LaFosse first became interested in comprehensive sexual health education after she graduated from her Catholic K-12 school and started her undergraduate degree at the University of California, Los Angeles. She realized there was a whole world she hadn’t been taught to navigate as the result of religious and cultural biases.
“I got very little sexual health education,” LaFosse said. “And what I did receive was abstinence-only and very anti-LGBTQ. I felt kind of robbed.”
Once she joined UCLA’s on-campus LGBTQ group, LaFosse realized how much she had to learn about healthy sex and the importance of having a thorough understanding of sexual education. It was then she knew that it was her passion.
“I didn’t want other young people to grow up like me and come to college not knowing anything,” she said.
LaFosse works to make sure all students know it’s okay for them to think about and prioritize sex. In an effort to combat the anti-LGBTQ sexual education often seen in the typical U.S. high school curriculum — as well as her own experience — she aims to be as inclusive as possible.
“I definitely make it a point for people to know I’m here to talk about everything,” LaFosse said. “All kinds of identities, all kinds of orientations, different kinds of sex.”
The most common problems LaFosse seeks to solve regard pleasure and communication. Many students come to her wondering why they can’t orgasm or get an erection — wanting to know what’s wrong with them. She assures students that their experiences are perfectly normal and that there is nothing wrong with them.
Her number-one recommendation is communication between partners, but a lot of students are unsure of how to do that.

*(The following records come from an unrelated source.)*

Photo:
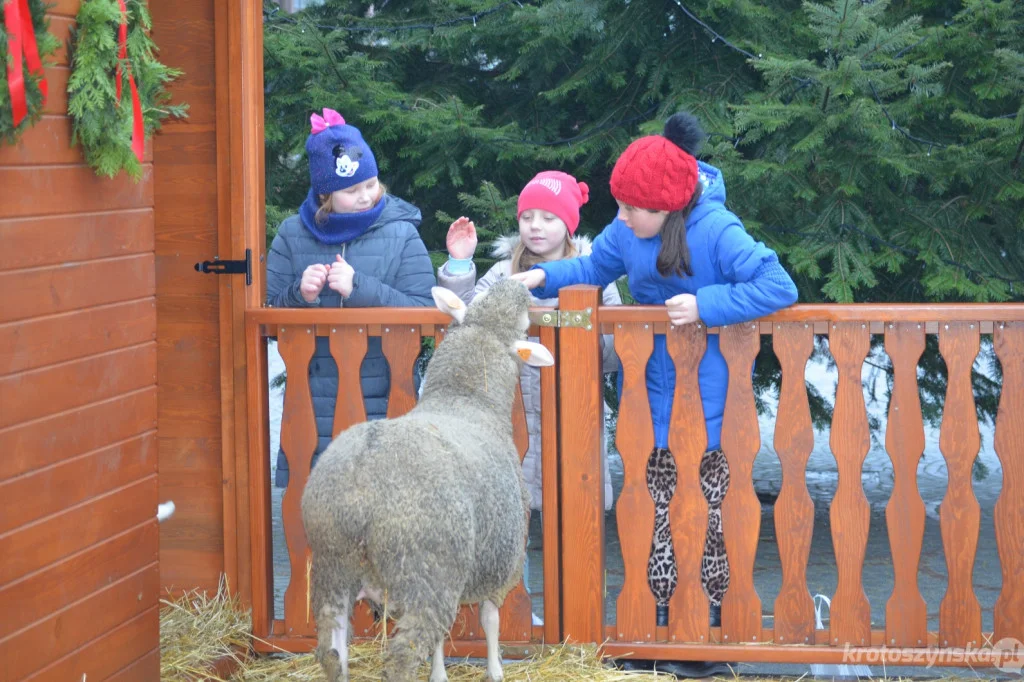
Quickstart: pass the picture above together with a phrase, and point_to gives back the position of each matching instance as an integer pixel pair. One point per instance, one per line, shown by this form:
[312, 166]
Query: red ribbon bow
[137, 128]
[22, 41]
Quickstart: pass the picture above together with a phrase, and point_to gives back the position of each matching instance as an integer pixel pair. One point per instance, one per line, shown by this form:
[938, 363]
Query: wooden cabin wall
[188, 196]
[79, 576]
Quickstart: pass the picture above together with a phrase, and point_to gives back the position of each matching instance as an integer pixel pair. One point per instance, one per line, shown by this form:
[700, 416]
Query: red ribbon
[137, 127]
[22, 41]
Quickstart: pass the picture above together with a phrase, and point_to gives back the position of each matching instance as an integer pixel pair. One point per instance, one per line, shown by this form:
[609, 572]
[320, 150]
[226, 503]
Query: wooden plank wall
[187, 199]
[79, 574]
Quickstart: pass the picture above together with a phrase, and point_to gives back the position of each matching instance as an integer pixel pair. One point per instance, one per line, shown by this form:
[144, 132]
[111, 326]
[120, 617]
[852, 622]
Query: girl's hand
[683, 309]
[462, 239]
[531, 279]
[313, 279]
[340, 278]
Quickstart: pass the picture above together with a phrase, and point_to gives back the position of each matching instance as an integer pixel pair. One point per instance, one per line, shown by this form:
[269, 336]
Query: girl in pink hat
[548, 212]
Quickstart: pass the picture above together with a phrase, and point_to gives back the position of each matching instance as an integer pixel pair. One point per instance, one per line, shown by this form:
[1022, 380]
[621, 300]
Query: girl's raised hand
[531, 279]
[313, 279]
[683, 309]
[340, 276]
[462, 239]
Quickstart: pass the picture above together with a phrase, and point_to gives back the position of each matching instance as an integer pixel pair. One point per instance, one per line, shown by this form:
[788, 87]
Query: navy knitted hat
[339, 157]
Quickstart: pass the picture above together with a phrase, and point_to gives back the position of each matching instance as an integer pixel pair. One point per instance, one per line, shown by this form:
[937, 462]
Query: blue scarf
[340, 227]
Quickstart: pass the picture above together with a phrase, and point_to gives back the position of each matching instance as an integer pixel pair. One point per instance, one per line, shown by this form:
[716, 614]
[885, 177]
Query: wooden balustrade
[574, 587]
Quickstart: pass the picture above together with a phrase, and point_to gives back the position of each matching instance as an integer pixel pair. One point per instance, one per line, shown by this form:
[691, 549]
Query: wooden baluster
[850, 617]
[259, 480]
[515, 616]
[960, 514]
[635, 616]
[906, 613]
[298, 439]
[549, 466]
[688, 617]
[348, 347]
[581, 423]
[400, 343]
[740, 509]
[1009, 341]
[793, 343]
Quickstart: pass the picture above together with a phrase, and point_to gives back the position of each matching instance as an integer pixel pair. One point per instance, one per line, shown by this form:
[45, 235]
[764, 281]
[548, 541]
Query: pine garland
[101, 124]
[47, 44]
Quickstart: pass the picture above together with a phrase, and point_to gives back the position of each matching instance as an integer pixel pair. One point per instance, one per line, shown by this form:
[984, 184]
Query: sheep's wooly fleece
[196, 631]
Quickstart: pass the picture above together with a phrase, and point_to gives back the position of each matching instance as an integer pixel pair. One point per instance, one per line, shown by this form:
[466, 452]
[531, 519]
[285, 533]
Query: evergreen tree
[876, 145]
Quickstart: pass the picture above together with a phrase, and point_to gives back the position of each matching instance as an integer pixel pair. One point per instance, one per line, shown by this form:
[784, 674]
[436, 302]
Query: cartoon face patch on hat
[339, 158]
[346, 160]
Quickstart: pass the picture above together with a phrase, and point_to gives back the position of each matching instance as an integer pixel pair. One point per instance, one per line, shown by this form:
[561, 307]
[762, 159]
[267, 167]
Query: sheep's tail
[420, 629]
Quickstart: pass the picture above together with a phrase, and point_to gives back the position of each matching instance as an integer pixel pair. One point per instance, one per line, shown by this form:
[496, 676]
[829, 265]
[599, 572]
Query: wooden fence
[573, 536]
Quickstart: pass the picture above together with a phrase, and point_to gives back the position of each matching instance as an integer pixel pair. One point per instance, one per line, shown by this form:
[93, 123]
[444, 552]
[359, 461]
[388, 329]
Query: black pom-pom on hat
[684, 131]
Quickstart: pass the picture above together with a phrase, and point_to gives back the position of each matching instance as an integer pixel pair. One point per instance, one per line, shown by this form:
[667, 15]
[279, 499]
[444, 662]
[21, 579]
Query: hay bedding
[196, 631]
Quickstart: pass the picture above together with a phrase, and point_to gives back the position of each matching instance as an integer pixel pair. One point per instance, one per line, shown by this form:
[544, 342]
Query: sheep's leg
[409, 647]
[332, 635]
[488, 620]
[437, 672]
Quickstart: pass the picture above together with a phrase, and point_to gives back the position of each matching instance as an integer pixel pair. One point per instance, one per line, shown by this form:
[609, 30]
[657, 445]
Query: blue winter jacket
[392, 269]
[734, 280]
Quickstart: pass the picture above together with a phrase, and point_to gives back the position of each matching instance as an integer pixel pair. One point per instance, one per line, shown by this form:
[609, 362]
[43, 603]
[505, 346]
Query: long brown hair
[674, 258]
[523, 258]
[325, 208]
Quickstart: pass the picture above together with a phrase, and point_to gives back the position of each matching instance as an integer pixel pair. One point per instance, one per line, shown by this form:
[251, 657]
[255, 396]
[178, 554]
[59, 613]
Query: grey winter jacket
[467, 287]
[392, 269]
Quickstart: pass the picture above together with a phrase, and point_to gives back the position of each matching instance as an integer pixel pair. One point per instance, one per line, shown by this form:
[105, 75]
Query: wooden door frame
[239, 26]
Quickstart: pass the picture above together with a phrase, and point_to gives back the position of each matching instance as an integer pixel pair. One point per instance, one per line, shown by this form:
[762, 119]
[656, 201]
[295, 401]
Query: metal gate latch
[577, 318]
[218, 266]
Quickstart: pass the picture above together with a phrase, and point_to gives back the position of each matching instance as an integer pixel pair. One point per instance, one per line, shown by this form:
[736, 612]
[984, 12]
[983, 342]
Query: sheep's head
[504, 311]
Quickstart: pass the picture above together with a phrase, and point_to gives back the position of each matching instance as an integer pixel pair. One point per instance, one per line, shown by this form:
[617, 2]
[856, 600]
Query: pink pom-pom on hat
[322, 123]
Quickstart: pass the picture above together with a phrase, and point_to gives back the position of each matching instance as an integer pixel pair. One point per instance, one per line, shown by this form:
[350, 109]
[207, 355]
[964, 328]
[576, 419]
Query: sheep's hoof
[330, 661]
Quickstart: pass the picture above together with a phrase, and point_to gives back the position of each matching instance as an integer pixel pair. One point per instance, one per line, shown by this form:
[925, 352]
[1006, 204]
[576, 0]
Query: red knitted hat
[556, 193]
[659, 172]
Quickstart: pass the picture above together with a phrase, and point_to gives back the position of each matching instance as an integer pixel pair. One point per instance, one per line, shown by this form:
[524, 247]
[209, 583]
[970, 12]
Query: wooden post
[582, 418]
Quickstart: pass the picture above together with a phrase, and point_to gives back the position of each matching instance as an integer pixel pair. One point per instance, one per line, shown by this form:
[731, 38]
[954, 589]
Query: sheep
[429, 510]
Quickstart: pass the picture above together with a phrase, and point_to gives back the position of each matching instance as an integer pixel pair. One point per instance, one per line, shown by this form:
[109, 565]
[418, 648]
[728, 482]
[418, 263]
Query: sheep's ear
[448, 301]
[534, 353]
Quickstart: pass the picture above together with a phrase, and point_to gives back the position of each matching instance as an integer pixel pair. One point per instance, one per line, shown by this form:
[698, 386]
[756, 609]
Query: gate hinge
[578, 318]
[218, 266]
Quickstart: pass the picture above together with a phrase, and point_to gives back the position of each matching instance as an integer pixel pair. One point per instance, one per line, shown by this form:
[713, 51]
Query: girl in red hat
[548, 212]
[680, 247]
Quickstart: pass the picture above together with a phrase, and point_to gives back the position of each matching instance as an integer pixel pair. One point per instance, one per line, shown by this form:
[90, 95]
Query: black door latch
[218, 266]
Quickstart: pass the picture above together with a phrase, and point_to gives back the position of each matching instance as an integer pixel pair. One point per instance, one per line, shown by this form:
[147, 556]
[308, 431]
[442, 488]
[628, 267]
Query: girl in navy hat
[351, 245]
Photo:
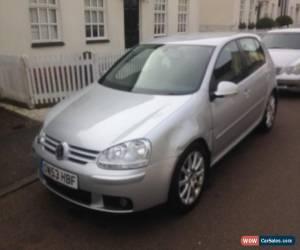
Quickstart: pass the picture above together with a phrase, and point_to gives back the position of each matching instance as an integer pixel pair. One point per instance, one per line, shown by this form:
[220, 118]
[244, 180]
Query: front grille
[75, 154]
[80, 196]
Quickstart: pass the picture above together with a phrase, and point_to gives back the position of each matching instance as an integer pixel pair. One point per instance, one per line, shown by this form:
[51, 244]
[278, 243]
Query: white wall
[15, 33]
[221, 15]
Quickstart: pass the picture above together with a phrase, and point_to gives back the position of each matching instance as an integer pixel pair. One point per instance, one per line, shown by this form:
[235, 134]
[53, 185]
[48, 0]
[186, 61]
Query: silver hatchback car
[148, 132]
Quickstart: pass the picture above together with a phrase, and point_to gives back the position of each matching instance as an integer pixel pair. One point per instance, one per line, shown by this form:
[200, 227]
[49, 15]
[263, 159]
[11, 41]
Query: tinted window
[254, 54]
[160, 69]
[228, 66]
[282, 41]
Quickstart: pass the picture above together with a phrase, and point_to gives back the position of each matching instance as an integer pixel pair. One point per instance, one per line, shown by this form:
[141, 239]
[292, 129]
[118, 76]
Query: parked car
[148, 132]
[284, 48]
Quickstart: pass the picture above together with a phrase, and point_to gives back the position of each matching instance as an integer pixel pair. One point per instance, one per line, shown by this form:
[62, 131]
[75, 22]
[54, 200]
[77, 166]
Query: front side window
[44, 20]
[160, 18]
[95, 26]
[242, 11]
[282, 40]
[254, 54]
[160, 69]
[183, 10]
[228, 66]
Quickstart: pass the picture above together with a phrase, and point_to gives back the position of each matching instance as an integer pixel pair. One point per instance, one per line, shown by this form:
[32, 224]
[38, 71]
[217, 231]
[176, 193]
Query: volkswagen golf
[148, 132]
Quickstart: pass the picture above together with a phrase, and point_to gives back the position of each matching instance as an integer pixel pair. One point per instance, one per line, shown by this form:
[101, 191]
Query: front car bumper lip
[119, 180]
[288, 81]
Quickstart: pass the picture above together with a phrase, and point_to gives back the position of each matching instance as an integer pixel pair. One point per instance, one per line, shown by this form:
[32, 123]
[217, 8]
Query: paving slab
[16, 136]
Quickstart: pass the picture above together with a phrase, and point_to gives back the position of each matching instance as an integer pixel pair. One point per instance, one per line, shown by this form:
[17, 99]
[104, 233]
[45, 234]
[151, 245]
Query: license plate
[63, 177]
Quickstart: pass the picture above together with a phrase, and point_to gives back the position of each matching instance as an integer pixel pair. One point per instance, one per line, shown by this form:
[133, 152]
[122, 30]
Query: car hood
[284, 57]
[99, 117]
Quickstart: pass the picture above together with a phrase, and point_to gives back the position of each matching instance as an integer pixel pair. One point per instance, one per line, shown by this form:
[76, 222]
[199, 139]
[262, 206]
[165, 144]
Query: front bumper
[144, 188]
[288, 82]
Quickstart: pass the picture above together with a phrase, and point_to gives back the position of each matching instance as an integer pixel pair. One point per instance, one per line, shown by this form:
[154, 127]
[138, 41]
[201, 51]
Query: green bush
[265, 23]
[242, 26]
[284, 21]
[251, 26]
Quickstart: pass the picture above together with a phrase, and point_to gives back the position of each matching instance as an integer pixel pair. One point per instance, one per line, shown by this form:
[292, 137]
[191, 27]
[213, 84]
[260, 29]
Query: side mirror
[226, 89]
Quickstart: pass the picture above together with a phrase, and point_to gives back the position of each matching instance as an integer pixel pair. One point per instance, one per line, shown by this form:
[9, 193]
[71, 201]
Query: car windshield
[282, 40]
[160, 69]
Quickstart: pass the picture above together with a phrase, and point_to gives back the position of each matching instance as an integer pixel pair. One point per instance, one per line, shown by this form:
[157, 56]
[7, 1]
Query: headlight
[291, 70]
[41, 138]
[128, 155]
[296, 70]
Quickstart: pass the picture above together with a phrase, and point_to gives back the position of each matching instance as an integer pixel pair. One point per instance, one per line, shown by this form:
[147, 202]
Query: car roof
[205, 38]
[289, 30]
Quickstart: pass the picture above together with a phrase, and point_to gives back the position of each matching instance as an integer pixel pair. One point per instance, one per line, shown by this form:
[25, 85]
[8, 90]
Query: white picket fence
[49, 79]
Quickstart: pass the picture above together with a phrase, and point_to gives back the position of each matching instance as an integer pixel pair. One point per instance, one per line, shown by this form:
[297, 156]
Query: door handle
[247, 93]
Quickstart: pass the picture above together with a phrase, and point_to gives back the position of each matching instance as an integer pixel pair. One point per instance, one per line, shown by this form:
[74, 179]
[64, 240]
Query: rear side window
[228, 66]
[254, 54]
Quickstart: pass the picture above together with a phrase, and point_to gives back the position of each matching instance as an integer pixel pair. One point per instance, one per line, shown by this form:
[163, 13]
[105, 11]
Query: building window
[266, 9]
[243, 11]
[44, 20]
[95, 26]
[251, 12]
[160, 18]
[183, 11]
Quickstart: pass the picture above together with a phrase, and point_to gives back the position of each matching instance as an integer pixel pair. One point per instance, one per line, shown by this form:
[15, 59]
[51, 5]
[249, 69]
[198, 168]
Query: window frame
[212, 84]
[243, 11]
[48, 6]
[181, 13]
[160, 12]
[98, 9]
[249, 71]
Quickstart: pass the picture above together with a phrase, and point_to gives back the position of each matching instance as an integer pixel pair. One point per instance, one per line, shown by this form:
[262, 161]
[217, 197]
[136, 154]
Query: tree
[284, 21]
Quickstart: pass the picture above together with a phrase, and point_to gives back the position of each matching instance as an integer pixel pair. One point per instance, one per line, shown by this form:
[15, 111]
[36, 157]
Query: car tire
[268, 120]
[189, 179]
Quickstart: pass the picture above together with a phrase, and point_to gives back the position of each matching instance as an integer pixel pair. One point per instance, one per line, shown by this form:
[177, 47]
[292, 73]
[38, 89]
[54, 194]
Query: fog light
[124, 203]
[117, 203]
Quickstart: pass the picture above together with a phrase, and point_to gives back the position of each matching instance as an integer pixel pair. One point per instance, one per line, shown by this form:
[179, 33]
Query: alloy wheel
[191, 179]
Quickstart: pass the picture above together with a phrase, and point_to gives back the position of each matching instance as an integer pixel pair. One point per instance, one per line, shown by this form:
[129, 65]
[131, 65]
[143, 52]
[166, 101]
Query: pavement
[254, 190]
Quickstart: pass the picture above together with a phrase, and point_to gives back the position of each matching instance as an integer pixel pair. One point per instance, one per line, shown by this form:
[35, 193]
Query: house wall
[221, 15]
[15, 32]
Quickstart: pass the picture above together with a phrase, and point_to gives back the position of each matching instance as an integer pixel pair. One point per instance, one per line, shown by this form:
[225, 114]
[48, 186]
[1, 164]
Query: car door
[258, 76]
[228, 113]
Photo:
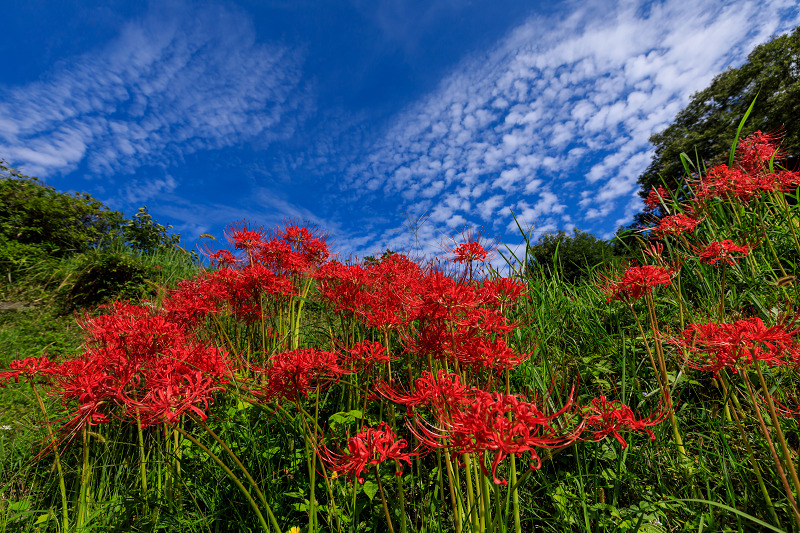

“Socially, culturally, sex is everywhere, right?” LaFosse said. “But there aren’t really good models or representation for what communication around sex looks like.”
LaFosse explained how most sex scenes we see in movies or TV are a poor depiction of reality and often skip over communication entirely.
“People aren’t talking about what they like or what turns them on,” she said. “You just see people starting to do it.”
Another issue LaFosse has noticed is a lack of respect between partners.
“I see a lot of students who tell me they had a sexual experience that wasn’t positive for them,” LaFosse said. “They didn’t feel empowered to say to their partner that they weren’t enjoying something or that they wanted something. If you’re going to be intimate with someone, you should treat them with dignity and with respect, but that doesn’t always happen.”
There’s a real stigma when it comes to sex and intimacy, especially about communication surrounding sex.
“I think that there’s still this misconception that if you talk about it, then it becomes unsexy, awkward or you’re going to kill the moment or make things weird,” LaFosse said.
But the main thing that LaFosse wants people to know is that it won’t. She explained that the key to better sex is making sure both partners are on the same page and thoroughly understand one another.
“People should be having enjoyable sex,” LaFosse said. “It should be enjoyable for everyone involved, not just for one person.”
LaFosse’s primary goal is to help college students by giving them the best tools possible and by equipping them with the most comprehensive knowledge. Students often tell LaFosse that she is the first person they feel comfortable discussing these topics with. She acknowledged sex isn’t a major part of all students’ lives, but regardless, she wants them to know they have a space to talk about it and engage safely.
“I want to be there for them because maybe they don’t have a parent or some other trusted adult figure who they can go to with this,” LaFosse said. “I feel very humbled and privileged that students confide in me.”